Probability, Uncertainty, Distributions, and Bayesian Thinking

By Pritesh Yadav 17 min read

The world rarely hands us certainty. A weather forecast says "70% chance of rain." A doctor says a test is "95% accurate." A friend says their cousin made a fortune on a stock, so it must be a good bet. To live and decide well, you need a language for uncertainty — and that language is probability. This chapter builds that language from the ground up, then shows you the single most useful skill in all of statistics: how to update what you believe when new evidence shows up.

In the foundations chapter you met the idea of summarizing data — averages, spread, the shape of a pile of numbers. Here we go one step further. Instead of describing what already happened, we ask: how likely is something, and how should I change my mind as I learn more?

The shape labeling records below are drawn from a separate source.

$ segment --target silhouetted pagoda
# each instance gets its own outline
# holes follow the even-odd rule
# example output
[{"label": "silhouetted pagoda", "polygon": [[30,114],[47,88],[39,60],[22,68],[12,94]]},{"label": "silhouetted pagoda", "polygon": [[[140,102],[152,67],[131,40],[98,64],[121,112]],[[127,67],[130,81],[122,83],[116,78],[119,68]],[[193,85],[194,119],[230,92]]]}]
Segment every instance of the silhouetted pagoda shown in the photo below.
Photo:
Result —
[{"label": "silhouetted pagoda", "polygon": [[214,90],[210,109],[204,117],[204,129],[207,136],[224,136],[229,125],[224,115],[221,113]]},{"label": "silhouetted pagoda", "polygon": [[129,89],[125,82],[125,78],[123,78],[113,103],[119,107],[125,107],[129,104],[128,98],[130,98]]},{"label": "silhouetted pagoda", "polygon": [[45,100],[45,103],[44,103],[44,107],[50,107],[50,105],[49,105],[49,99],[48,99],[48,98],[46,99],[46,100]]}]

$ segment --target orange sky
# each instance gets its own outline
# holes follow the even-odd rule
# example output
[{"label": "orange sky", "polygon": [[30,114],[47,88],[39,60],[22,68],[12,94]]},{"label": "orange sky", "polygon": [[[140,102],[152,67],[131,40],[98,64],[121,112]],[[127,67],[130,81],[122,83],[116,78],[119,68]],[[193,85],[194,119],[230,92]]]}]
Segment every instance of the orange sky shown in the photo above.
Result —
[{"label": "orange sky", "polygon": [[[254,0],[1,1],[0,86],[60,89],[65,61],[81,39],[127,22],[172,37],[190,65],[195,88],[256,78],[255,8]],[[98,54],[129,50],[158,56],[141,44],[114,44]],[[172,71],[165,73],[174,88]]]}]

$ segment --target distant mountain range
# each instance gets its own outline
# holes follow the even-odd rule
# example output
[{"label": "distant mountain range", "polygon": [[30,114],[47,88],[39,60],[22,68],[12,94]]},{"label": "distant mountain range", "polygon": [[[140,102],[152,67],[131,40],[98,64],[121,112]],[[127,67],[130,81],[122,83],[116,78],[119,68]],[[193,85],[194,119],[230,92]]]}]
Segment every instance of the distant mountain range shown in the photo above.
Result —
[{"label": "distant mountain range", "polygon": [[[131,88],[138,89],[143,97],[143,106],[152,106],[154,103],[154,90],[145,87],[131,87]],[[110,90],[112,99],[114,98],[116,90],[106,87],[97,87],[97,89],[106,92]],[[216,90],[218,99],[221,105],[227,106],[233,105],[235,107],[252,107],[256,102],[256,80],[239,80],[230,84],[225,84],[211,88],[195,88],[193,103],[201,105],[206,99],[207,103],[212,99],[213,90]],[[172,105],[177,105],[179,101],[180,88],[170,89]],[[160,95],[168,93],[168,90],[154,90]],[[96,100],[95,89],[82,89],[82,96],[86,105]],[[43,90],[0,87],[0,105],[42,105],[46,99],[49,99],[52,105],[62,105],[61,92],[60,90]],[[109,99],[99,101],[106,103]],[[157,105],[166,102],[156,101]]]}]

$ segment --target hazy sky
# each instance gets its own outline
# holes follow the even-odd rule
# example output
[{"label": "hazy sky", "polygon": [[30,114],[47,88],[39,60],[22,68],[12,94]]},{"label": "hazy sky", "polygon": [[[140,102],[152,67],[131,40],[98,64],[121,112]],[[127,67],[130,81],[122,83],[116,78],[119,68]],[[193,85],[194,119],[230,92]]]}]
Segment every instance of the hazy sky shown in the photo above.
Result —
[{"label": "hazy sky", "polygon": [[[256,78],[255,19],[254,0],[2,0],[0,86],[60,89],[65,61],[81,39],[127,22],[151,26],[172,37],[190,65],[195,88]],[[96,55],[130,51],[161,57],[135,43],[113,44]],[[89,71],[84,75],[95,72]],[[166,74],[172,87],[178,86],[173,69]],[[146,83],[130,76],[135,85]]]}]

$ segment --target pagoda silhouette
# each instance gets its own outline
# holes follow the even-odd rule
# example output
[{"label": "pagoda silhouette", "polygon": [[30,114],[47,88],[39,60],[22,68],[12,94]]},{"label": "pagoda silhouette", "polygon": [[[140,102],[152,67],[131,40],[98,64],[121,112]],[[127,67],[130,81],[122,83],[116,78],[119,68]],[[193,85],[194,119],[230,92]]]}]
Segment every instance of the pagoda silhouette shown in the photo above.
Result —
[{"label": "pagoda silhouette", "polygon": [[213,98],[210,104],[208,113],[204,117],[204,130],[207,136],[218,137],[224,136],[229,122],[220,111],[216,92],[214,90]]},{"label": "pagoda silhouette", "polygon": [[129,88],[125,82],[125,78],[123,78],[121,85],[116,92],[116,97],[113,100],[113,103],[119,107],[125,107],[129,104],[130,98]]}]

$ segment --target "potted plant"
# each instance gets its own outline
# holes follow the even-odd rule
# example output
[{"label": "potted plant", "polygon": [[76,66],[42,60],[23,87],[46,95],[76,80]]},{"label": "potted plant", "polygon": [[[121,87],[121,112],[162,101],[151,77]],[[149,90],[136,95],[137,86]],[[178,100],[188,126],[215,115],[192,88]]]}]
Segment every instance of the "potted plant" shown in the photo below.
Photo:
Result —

11.1 Distributions: the shape of a pile of data

Before probability, we need a picture. When you collect many measurements — heights, salaries, test scores, daily sales — they form a distribution.

Distribution
The pattern of how often each value (or range of values) shows up in your data.
Histogram
A bar chart of a distribution. You sort values into buckets and the bar height shows how many landed in each bucket.
Analogy: Pour a big bag of M&Ms onto a table and sort them into colored piles. The piles that are tallest tell you which colors are most common. A histogram is exactly that — piles, but for numbers.

The histogram is the foundational picture of statistics. Always look at it first, because the same average can hide wildly different shapes.

The normal distribution (the bell curve)

The most famous shape is the normal distribution — symmetric, with one peak in the middle. Most values cluster near the center; very few sit far out at the edges.

Analogy: The heights of adult men. Most men are near the average height; a few are unusually tall and a few unusually short, and the further from average you go, the rarer it gets — equally on both sides.
        Normal distribution (bell curve)

 count
   |              .-"""-.
   |            .'       '.
   |           /           \
   |          /             \
   |        .'               '.
   |   __.-'                   '-.__
   +------------------------------------ value
        -3SD -2SD -SD  mean +SD +2SD +3SD

The bell curve has a beautiful, reliable rule called the 68–95–99.7 rule. "SD" means standard deviation — the typical distance of a value from the average (covered in the foundations chapter).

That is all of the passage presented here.